PIB do Brasil deve desabar mais de 10% no 2º trimestre

Estimativa tem por base o resultado de abril do IBC-BR, índice de atividade econômica calculado pelo Banco Central

O mês de abril marcou o pior momento na história da economia brasileira e sinaliza um tombo de mais de 10% do Produto Interno Bruto (PIB) do País no segundo trimestre de 2020. Divulgado nesta quinta-feira (18) pela autoridade monetária, o Índice de Atividade Econômica do Banco Central (IBC-Br) caiu 9,73% entre março e abril, feitos os ajustes sazonais. Foi o pior resultado para o mês da série histórica do BC.

Além das medidas de isolamento social adotadas para conter o avanço da pandemia de Covid-19, o resultado reflete os erros na condução da política econômica do governo Jair Bolsonaro. Em março, a queda já havia sido de 6,16% (dado revisado de retração de 5,9%). A combinação entre pandemia e bolsonarismo transforma o Brasil num dos países com pior desempenho econômico em 2020.

Embora tenha metodologia de cálculo diferente das Contas Nacionais Trimestrais, do IBGE, o IBC-Br é considerado uma boa aproximação do que seria o comportamento mensal do PIB. Segundo Luka Barbosa, economista do Itaú Unibanco, os indicadores de abril confirmaram que o mês foi o pior do ano em termos de atividade. Na projeção do Itaú, a economia vai recuar 10,6% ante os três meses anteriores.

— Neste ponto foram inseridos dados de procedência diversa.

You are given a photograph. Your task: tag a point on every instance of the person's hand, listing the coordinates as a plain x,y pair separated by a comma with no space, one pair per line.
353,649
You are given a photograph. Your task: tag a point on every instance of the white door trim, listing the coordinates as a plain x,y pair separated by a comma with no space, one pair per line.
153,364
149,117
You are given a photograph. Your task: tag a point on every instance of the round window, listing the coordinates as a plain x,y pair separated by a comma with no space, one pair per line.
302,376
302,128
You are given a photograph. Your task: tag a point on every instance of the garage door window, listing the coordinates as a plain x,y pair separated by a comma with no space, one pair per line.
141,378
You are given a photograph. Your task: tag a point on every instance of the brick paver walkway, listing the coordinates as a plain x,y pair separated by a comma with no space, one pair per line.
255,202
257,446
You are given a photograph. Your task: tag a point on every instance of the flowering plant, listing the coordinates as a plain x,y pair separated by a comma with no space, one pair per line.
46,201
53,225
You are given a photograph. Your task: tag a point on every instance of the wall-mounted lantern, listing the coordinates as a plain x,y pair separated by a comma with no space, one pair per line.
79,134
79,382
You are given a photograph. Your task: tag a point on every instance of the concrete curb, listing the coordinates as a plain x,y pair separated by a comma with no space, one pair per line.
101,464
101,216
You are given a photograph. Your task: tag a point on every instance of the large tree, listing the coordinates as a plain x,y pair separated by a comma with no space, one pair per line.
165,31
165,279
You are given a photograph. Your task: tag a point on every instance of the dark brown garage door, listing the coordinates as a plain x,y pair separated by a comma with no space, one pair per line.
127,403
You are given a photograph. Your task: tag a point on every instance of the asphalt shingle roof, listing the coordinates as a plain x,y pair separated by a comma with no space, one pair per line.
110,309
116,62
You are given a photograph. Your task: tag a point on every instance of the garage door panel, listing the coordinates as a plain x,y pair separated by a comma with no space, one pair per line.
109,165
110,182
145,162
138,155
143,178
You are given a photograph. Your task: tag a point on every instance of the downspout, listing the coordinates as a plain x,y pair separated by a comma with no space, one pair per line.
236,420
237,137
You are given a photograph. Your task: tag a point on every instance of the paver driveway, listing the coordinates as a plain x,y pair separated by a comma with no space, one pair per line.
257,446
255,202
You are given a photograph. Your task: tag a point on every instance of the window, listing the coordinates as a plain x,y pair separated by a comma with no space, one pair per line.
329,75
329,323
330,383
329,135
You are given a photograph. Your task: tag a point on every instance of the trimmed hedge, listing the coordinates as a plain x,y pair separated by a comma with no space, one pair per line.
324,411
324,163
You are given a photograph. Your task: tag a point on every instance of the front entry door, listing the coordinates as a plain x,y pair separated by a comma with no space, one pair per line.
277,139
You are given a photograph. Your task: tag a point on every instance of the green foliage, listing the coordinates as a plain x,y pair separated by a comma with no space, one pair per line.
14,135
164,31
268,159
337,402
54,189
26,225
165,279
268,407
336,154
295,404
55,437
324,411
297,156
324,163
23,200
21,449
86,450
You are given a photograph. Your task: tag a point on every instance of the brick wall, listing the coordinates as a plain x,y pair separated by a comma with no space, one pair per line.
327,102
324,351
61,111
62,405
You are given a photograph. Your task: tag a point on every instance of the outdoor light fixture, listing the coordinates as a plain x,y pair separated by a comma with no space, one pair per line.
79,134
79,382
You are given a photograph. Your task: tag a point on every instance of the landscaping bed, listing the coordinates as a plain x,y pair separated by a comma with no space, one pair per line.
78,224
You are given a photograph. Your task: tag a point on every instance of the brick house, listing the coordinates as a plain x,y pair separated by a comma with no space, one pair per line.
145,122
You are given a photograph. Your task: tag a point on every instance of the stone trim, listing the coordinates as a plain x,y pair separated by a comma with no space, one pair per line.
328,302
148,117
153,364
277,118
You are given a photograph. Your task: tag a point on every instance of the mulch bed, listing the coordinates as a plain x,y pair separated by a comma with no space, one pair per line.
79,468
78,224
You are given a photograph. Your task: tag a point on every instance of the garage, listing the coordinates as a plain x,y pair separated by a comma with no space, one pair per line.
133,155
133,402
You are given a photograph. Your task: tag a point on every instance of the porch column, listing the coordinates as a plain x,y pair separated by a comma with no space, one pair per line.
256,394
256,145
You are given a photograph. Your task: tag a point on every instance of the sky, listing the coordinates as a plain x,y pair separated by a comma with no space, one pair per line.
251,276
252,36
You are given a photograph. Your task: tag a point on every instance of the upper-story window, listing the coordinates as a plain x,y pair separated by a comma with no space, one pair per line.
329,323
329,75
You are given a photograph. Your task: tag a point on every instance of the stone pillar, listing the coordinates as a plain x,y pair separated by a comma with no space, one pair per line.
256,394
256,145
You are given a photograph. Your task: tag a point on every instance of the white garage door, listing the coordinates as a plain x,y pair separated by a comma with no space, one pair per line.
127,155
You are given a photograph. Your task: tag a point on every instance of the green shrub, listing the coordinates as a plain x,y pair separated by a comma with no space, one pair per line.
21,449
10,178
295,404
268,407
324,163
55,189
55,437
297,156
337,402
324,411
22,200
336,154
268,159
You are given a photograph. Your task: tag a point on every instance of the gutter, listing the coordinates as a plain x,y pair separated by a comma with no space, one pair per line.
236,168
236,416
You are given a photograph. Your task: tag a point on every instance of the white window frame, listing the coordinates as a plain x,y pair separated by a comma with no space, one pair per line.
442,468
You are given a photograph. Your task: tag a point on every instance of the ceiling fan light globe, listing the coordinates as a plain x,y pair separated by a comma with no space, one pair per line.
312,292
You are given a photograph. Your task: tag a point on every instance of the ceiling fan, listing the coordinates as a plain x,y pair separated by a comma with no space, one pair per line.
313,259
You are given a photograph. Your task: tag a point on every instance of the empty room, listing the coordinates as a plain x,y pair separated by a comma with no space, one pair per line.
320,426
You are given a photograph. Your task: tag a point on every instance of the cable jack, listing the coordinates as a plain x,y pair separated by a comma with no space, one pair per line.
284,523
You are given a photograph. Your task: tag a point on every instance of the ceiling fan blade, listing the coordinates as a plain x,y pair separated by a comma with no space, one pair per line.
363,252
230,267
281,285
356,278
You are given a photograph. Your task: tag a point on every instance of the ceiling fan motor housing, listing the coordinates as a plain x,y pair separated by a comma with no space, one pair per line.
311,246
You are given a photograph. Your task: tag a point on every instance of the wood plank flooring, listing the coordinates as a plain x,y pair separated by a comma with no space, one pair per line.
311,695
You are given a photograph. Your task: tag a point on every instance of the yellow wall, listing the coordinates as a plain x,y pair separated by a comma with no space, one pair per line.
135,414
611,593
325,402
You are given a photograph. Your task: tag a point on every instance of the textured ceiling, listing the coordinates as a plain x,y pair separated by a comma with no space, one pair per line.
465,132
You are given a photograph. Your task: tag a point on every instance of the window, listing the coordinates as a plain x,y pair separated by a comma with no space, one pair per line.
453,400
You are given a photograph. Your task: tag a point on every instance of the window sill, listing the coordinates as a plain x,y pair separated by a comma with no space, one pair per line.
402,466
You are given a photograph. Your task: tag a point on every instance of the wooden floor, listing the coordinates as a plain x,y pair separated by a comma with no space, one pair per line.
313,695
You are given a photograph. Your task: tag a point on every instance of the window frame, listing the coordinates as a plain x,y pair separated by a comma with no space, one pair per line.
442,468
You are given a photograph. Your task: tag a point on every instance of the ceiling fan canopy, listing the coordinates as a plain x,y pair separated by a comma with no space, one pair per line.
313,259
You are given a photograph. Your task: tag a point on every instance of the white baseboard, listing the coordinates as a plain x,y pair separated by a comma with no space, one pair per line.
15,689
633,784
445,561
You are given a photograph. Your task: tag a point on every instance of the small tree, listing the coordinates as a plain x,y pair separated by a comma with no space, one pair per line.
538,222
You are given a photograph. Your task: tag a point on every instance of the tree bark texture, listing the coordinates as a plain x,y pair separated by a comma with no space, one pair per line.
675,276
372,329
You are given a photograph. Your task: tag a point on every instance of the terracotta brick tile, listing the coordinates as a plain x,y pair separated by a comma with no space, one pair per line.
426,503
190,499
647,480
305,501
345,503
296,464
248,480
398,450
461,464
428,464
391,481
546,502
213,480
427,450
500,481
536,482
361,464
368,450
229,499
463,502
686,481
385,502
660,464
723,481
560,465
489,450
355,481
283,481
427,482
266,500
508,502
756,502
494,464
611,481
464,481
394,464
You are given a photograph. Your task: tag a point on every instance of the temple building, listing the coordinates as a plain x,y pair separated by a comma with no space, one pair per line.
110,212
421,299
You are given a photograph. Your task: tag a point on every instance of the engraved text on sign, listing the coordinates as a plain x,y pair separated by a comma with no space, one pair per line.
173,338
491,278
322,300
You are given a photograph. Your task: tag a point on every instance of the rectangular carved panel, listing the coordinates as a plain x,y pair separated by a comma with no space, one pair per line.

Como os dados já disponíveis de maio e junho mostram alguma recuperação em relação ao quarto do mês do ano, ainda que modesta, o tombo de 15% projetado para o PIB de abril a junho deve ser revisto, aponta Daniel Silva, economista da Novus Capital. “A queda do PIB no segundo trimestre pode ser mais perto de 10%”, afirma. A previsão de retração de 7,5% para o PIB em 2020 também tem viés de alta, acrescentou, mas dificilmente o tombo será menor do que 5%.

Para Marcela Rocha, economista-chefe da Claritas Investimentos, haverá neste segundo trimestre uma redução de 11,3% do PIB em relação aos três meses terminados em março. Os economistas destacam, no entanto, que o cenário à frente segue desafiador. Isso se deve, dizem eles, à elevada incerteza econômica e política, bem como ao ambiente externo e à própria evolução da Covid-19.